Thanksgiving should be exactly that – a day of giving thanks to God for all of the blessings in our lives. Yet, Christian families should express gratitude on a daily basis. It’s sometimes easier though to see what is missing in our lives than what is there. As a result we can fall into the habit of complaining more than we express gratitude – to God and those around us. And since habits are often contagious in families, if you have forgotten daily gratitude, so have your children.
There are lots of fun things you can do with your kids to express gratitude – not just on Thanksgiving or during the month of November, but all year long. Here are some of our favorites.
- A gratitude bucket. For some reason, in Luke 6:38 when Jesus talks about blessings being tamped down and overflowing (because we have given a lot back to God and to help others ourselves), I think of a bucket. Dollar stores often sell small buckets to use for decorative purposes. Place your blessings bucket in the middle of your kitchen or dining table with slips of paper and pens beside it. Encourage family members and visitors to write the things they are grateful for on the slips and place them in the bucket. Periodically, pull out the slips and read them as a family. How quickly can your family fill the bucket with gratitude? Can you fill a full sized bucket with gratitude, too?
- A rose amongst thorns.
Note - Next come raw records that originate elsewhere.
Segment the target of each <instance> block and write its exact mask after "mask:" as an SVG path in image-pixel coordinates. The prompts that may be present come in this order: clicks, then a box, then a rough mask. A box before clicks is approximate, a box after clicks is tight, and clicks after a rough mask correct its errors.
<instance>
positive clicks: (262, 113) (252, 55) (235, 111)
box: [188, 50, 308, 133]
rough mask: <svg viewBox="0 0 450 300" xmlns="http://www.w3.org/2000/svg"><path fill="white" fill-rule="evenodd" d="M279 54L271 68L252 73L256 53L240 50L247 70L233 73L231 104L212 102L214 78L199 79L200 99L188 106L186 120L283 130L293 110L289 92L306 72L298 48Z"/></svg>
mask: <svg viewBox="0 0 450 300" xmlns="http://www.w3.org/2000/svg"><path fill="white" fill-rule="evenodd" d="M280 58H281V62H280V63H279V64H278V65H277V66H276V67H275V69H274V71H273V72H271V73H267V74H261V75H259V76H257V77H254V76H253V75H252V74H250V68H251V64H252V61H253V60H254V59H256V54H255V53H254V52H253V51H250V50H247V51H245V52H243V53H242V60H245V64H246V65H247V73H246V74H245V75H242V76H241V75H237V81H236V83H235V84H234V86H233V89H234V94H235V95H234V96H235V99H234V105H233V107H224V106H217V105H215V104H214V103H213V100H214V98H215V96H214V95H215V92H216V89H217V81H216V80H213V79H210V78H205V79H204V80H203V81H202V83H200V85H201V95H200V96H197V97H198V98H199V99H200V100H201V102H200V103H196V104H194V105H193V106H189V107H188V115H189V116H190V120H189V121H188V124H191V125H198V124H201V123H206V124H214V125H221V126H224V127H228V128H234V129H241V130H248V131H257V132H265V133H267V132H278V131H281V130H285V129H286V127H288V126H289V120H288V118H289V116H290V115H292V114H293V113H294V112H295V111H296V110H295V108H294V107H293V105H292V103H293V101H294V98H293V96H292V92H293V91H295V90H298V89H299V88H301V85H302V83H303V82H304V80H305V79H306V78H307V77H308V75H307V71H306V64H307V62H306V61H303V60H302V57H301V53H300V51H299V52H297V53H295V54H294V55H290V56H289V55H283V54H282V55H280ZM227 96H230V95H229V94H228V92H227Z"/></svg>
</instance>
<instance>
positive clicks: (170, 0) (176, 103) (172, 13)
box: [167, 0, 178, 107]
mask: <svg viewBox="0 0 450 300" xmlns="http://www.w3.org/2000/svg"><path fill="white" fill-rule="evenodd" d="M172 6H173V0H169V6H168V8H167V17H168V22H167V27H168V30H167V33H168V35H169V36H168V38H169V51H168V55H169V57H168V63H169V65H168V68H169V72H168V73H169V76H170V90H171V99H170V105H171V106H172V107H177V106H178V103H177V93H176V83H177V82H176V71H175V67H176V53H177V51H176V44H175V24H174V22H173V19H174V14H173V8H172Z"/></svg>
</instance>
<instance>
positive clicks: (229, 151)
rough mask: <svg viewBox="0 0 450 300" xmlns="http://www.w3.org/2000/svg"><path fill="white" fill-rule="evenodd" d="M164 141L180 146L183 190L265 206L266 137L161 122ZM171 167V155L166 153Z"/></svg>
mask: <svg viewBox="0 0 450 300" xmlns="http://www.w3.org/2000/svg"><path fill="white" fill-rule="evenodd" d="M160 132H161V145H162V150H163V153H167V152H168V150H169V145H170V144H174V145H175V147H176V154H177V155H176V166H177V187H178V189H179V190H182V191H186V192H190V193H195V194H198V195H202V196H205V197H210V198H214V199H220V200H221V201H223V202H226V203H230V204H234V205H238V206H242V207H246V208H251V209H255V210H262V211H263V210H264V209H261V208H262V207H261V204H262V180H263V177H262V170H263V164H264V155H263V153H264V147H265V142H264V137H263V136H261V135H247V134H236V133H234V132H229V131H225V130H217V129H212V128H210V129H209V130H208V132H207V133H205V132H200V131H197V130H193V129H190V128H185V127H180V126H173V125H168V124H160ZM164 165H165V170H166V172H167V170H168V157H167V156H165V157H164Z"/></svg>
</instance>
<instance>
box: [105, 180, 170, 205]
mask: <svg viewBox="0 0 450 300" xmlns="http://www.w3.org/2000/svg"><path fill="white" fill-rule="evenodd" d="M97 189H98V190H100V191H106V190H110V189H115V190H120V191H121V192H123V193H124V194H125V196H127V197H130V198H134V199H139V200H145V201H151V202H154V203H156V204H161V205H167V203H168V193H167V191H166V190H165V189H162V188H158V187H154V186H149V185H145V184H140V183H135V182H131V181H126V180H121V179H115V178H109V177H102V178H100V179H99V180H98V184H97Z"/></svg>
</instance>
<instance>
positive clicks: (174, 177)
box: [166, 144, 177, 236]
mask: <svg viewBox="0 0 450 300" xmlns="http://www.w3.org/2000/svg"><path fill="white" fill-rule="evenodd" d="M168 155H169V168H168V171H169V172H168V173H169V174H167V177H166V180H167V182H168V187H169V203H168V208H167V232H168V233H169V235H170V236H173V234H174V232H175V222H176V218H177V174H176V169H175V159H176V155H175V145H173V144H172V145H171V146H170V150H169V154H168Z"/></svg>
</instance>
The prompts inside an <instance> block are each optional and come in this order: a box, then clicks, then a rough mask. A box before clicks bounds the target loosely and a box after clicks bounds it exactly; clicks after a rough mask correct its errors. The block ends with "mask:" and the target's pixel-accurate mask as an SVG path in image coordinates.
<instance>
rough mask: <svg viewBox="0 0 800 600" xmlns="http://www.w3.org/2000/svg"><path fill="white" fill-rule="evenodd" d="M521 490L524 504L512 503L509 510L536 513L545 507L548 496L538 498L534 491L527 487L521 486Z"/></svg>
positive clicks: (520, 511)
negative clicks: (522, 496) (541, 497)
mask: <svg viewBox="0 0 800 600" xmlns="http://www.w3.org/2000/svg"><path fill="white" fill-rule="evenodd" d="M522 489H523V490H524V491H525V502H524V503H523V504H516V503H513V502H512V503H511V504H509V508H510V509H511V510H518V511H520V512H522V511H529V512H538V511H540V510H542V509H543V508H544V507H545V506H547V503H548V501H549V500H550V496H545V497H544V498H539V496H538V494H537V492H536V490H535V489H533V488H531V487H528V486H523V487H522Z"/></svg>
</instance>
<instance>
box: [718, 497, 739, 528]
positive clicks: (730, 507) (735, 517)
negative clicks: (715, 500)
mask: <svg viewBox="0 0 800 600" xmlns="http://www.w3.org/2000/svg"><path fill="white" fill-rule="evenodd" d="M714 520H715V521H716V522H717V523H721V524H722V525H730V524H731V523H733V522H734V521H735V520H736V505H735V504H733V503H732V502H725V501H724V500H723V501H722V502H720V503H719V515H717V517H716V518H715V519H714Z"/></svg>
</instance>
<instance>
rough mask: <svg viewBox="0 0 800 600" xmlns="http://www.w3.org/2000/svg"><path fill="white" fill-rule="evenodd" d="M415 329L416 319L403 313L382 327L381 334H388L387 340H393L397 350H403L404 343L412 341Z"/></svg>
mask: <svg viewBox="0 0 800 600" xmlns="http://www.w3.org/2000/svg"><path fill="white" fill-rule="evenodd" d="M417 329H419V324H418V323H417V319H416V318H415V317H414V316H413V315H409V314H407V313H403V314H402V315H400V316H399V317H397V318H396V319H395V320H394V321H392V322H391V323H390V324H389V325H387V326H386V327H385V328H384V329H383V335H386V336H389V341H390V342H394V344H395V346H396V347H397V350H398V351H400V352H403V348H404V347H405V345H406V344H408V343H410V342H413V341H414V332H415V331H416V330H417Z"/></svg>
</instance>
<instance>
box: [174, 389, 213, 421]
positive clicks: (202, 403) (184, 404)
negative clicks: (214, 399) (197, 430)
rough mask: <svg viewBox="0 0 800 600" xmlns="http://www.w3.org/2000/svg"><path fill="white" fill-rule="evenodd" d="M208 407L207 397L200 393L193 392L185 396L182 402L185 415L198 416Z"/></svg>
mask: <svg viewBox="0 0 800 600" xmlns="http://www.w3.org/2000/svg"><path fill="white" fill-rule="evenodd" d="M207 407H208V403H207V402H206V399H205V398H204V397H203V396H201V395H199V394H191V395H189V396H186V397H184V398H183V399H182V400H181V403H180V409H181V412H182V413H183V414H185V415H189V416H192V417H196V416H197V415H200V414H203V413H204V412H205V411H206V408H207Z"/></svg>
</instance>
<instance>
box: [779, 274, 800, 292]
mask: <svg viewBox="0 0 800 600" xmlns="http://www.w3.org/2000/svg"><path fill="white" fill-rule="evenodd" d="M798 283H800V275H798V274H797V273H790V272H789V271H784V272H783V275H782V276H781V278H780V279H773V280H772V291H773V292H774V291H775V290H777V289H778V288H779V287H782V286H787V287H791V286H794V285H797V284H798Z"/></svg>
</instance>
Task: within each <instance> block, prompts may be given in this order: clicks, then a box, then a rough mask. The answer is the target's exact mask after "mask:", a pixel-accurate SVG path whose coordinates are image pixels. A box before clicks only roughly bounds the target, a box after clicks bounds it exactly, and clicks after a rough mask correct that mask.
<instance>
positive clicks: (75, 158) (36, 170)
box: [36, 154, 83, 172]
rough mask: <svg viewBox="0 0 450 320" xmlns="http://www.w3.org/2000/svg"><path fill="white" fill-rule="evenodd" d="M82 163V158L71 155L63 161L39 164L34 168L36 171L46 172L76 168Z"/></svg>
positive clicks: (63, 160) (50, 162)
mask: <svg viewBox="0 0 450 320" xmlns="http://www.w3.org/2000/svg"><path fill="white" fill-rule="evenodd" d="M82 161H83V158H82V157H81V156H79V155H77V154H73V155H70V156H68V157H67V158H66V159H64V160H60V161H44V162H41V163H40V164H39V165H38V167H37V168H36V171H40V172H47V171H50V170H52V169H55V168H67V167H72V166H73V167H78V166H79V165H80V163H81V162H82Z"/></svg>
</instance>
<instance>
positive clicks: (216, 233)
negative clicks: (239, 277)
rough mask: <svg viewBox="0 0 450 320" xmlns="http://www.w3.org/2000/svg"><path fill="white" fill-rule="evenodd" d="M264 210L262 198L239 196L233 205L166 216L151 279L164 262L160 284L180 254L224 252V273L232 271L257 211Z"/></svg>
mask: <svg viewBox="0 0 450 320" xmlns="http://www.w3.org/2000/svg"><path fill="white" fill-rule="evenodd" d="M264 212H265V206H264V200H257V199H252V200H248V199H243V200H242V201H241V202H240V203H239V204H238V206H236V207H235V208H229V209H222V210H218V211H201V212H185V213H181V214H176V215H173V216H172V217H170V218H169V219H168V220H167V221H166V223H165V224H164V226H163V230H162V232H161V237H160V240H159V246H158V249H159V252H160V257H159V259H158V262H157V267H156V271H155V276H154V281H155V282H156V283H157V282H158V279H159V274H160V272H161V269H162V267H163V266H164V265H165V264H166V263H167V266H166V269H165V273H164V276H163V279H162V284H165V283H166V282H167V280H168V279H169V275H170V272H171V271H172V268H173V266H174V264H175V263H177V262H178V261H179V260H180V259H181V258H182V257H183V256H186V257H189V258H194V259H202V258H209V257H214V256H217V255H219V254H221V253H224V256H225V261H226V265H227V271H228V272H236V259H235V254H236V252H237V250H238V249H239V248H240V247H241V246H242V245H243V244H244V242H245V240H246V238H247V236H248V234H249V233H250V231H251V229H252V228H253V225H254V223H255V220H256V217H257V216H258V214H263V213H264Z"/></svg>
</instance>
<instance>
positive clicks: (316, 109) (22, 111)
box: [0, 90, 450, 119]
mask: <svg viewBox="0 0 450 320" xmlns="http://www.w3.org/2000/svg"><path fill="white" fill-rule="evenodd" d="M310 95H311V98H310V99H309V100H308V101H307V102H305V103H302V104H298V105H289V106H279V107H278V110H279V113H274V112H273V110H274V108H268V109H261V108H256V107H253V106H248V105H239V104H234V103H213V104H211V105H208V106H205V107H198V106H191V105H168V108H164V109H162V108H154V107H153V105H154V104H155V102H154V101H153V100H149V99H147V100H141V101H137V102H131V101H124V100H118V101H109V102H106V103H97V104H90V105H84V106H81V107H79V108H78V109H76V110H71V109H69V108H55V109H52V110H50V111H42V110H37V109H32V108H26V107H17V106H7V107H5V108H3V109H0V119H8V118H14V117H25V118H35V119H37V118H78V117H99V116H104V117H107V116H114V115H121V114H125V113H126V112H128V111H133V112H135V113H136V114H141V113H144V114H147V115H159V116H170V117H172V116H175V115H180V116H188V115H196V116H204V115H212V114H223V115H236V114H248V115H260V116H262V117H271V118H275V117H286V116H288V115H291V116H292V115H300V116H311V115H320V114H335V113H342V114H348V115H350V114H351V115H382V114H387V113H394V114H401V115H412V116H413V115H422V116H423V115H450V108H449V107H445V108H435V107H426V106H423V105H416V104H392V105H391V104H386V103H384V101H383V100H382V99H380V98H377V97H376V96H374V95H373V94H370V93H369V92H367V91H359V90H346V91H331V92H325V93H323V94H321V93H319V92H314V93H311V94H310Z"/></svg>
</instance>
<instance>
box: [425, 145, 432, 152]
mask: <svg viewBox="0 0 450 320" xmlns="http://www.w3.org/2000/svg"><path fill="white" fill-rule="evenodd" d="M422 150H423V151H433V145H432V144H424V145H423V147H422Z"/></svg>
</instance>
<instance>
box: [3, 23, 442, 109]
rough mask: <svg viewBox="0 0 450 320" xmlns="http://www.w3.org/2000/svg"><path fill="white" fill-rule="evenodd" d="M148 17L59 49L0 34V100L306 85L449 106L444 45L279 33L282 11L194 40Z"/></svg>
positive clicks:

Is your family having a particularly bad day – or series of days? It’s okay for everyone to vent, but put a strict time limit on it. Then spend twice as much time talking about the blessings God has given you that day in spite of the thorns you had to endure.
- A gratitude wall. It doesn’t have to actually be a wall, but find a large space you can cover with paper. Encourage family members to cover the “wall” with the things for which they are thankful. Make sure the paper is thick enough to keep the writing from bleeding through or you may need to repaint the wall after all. If you want to go all out, paint a wall or an area with chalkboard paint and provide chalk for people to use to decorate your gratitude wall.
- A family gratitude journal. Take some time at the end of each day to sit down as a family and add a few entries to your gratitude journal. To make the time a mini family devotional, share a few verses of scripture and end your journaling time with a prayer of thanksgiving for all of your many blessings.
- Gratitude baskets. It could actually be a little token of some sort or a card or note. Periodically, spend time as a family creating thank you items for those to whom you are grateful. Pay special attention to thanking those who are often forgotten, like garbage collectors, mail carriers, Bible class teachers, kind neighbors, restaurant servers and store keepers. Discuss with your children how often we take people for granted who are helpful or kind. Remind them to constantly thank others each day.
- Gratitude tsunami. This takes a little more effort, but can make the impact of gratitude more obvious to your children. Help your kids plan and execute a gratitude tsunami for someone like the school janitor or custodian, a bus driver or the person at church who is always especially kind to children. What’s a gratitude tsunami? At a specific time on a particular day arrange for as many people as possible to flood that person with notes, tokens of appreciation and verbal gratitude. The bigger the “tsunami” your kids can execute, the more obvious the impact of gratitude on others will be.
Have fun with it, but make sure your home is filled with gratitude. You will all benefit from it.